As it was, it turned out that I had shot myself in the foot well and truly, turning my back on a guaranteed university place as well as a chance to escape an (emotionally) abusive relationship with a boyfriend that dragged on into an ill-advised marriage for another ten years or so.
They thought they knew what was best for me, and so did I!
So I am finding myself in the same position as my parents did all those years ago and hoping that I don't fail in my parental role.

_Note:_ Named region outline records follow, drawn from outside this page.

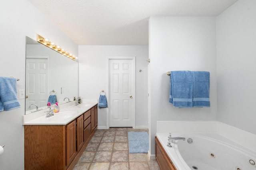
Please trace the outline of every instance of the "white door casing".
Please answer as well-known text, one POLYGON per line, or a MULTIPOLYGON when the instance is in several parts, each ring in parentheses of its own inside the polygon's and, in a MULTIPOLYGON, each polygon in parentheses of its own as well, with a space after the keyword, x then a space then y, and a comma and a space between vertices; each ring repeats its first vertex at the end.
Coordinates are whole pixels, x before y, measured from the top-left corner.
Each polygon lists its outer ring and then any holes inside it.
MULTIPOLYGON (((26 59, 26 110, 32 104, 38 107, 47 106, 49 97, 48 56, 27 56, 26 59)), ((35 106, 31 109, 35 109, 35 106)))
POLYGON ((108 59, 109 127, 135 128, 135 57, 108 59))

Where did the rot set in? Well, it is very difficult to be objective about these things, but if asked to identify my feelings about those years it was of complete claustrophobia. Everything was vetted to such a degree that I felt that I had no autonomy whatsoever. I had wanted to play the violin when I started 'big school' but was discouraged from that as my mother thought that 'the clarinet sounded nicer'. When I subsequently proved myself a middling musician (competent but uninspired), I failed to find a place in the regional orchestras (who only required four clarinets max.) whilst my many cheerful violin-scraping friends got into the massed strings and my unique French-horn playing buddy found himself keenly courted throughout the North owing to his rarity value!
I was quite good at art, although I never had any illusions about 'becoming an artist'. My mother was artistic too, so that was 'nice'...and I was encouraged to take Art at A-level. But you can't study art history without becoming aware of the unconventional attitudes and lives of many artists and I developed a taste for Toulouse-Lautrec and the 19th century French demi-monde. That did not go down well.
Combined with this came a desire to go out with my friends (usually those ones who did not meet the required respectibility standard!) to the youth club and local discos and meet boys. Sometimes I was allowed and sometimes not, but always with my father waiting outside for me in the family car tapping his watch disapprovingly if I was even a minute late to our agreed rendezvous.
So I became very devious, managing to fit my debauchery into my time-managed youth unobserved. Maybe I was being really obvious, but I thought I was being so clever. In fact my cleverness entailed me becoming such a different person from the image that my parents cherished that, when the whole elaborate facade came tumbling down and the worms and secrets crawled out, they never really recovered.
Nor did I - I had become two people living in the same space and didn't know which I was. Both? Neither?
They had wanted a daughter that they could show off to their friends and live vicariously through - not unnatural ambitions for parents of that era - and when they found themselves with something that didn't fit the bill, they cut me off - their only child.
Only quite recently have I acquired enough respectibility to warrant mentioning again in polite company, which I find bitterly amusing!

So I look at Daughter #3 and hope that I never, ever drive that bright, blossoming spirit underground to grow amidst the tangled roots that throttled me. I am inclined towards liberality, trusting that we have instilled in her some innate good sense. I don't go on too much about homework, or trace her every move or try to quash friendships with the more unorthodox of her friends. Indeed, I try to make them welcome and feed them. We encourage their music experiments and encourage her to think, read and listen widely.
I think that it's inevitable that we will cross swords along the way, for what is growing up other than a pulling away from the reins that lead you. But I hope that we never reach that stage of utter breakdown that happened between my parents and I.
And I will try to love her for what she is, and all of them for what they are, and not because they are fulfilling my stifled dreams or giving me bragging rights among my peers.

I am currently trying my best to do the former for myself!